As we reach our 50s and start moving beyond some of us will find that tiredness and fatigue levels are hitting us a little faster than they used to. A simple jog for a couple of km may be possible but the energy and recovery you might have may start to take longer than expected. Also having a late night out with friends may cause some of us to wilt during the evening or there may be difficulty getting up the next morning.
Sometimes coffee is the answer, but during menopause, we may be in need of that extra kick as changes in the levels of hormones can make us feel extremely tired.
Of course, nothing can replace a healthy lifestyle: make sure you rehydrate well, get good quality sleep, and reduce stress levels as best as possible, don’t overwork and ensure you’re having a balanced diet.
Once you’ve ruled out anything serious by seeing your Family Doctor and getting assessed, you may consider taking vitamins or supplements to help give you the acceptable energy levels and recovery that you need. Obviously, if you’re expecting to return to your 20 somethings then you may find yourself a little disappointed with the results.
What we at CrunchyTales hope to give you is a few quick pointers on what you should consider to supplement your diet.
- Zinc (Zn)
It’s vital for our immune system and to stave off infection. Its also needed for wound healing, taste, smell and vision. Found in red meat, chicken grains, lentils spinach and dairy. Poor diets lacking in zinc result in a very obvious fatigue which may have the added complications of loss of appetite, hair loss and alteration of taste, smell and eyesight.

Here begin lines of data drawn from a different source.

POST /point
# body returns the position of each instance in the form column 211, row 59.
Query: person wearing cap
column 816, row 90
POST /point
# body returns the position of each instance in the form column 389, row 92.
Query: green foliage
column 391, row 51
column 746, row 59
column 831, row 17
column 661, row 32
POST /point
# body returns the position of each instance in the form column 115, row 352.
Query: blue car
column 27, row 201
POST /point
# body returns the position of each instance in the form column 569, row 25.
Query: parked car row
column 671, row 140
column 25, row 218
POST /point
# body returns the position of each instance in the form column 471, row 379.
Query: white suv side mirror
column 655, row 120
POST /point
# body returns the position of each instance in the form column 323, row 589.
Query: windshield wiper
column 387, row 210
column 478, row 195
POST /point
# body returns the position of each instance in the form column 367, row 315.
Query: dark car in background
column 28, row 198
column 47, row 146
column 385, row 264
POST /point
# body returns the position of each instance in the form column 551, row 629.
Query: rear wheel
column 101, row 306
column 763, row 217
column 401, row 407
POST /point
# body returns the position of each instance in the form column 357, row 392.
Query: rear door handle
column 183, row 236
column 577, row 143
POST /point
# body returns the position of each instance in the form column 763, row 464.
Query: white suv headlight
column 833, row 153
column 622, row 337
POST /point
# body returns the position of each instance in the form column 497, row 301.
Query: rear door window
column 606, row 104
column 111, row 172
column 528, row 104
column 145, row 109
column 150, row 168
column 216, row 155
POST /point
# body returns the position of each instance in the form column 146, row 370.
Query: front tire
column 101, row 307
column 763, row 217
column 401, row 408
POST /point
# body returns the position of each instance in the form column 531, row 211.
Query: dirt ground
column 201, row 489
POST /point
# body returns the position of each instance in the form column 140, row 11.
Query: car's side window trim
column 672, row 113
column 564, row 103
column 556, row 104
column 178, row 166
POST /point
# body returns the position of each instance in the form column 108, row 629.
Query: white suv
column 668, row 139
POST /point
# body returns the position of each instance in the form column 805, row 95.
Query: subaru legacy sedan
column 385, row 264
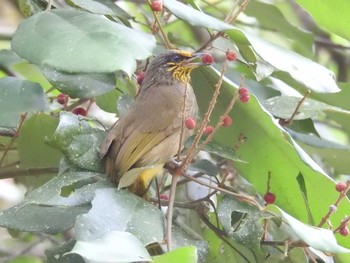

- Vitamin C (ascorbic acid)
It cannot be made by the human body and so is essential for your diet. It’s needed to make collagen and thus help with all-round body organ and tissue repair. Lack of vitamin C again leads to tiredness, weakness, bruising of the skin, dry skin but most importantly a poor ability to fight infections.
- Vitamin D3
Some of you may describe a general tiredness, vague aches and pains and a general sense of not being well. This is common with Vitamin D deficiency and one of the main culprits is lack of exposure to sunlight. In more severe deficiency (known as osteomalacia), there may be more severe pain and also weakness. This problem tends to be more prevalent in strict Vegans and Vegetarians.
- Magnesium (Mg)
It’s involved in a wide range of functions in human physiology. It’s involved in specific enzyme reactions and is a cofactor for DNA, RNA and protein synthesis. Tiredness and fatigue are some of the many symptoms seen with either a raised or lowered Magnesium level.
- Omega 3 fish oil
It’s an essential element for overall brain functioning, good heart health and fighting against any inflammatory conditions (such as rheumatoid arthritis, psoriasis). According to Philip Calder, professor of nutritional immunology, at the University of Southampton: “Omega-3 fats work across the body influencing metabolism, blood clotting, immune function, inflammation, organ function, blood vessel performance and cell protection from stress. This means that they have a vital role in most areas of health.”
- Vitamin B12
It’s essential for the maintenance of life. It is needed to make new cells in the body, such as the many new red blood cells which are made every day. Vitamin B12 is found in meat, fish, eggs and milk and lack of this vitamin leads to pernicious anaemia of which common symptoms include tiredness lethargy, and possibly breathlessness. You may be able to supplement your diet with B12 vitamins but usually, a course of injections is required upon diagnosis.
Iron plays a crucial role in the oxygen delivery functions of red blood cells. When we are deficient in iron, lower oxygen levels impair our cells’ ability to function optimally, resulting in fatigue, weakness and lethargy. Eating iron-rich foods, like legumes, with fruits and vegetables that contain vitamin C, such as oranges, broccoli, Brussels sprouts, and tomatoes can boost your body’s ability to absorb iron.
It’s a nutrient that your body’s cells require to produce energy. Ageing, certain diseases and statin treatment are associated with low levels of CoQ10, which may increase feelings of fatigue. CoQ10 is found in meat, particularly organ meats, as well fish and peanuts. While our bodies are capable of producing CoQ10, the ability to do so naturally diminishes with age, so it is worth considering taking a CoQ10 supplement, especially later in life.
Last but not least, know that “Even if we could reach all corners of the nutrient spectrum with food, we still can’t predict absorption and how nutrients will interact with each other negatively,” says Lisa Hayim, registered dietitian and founder of The Well Necessities. That’s where a multivitamin comes in. “Taking a multivitamin can help improve immunity and gut health, increase energy levels and bone density support, and boost mood.” Either Capsules or Chewable, they are an excellent source of getting all of the above in a precisely measured form. Choosing a reputable brand is essential as you are guaranteed the correct amount every time.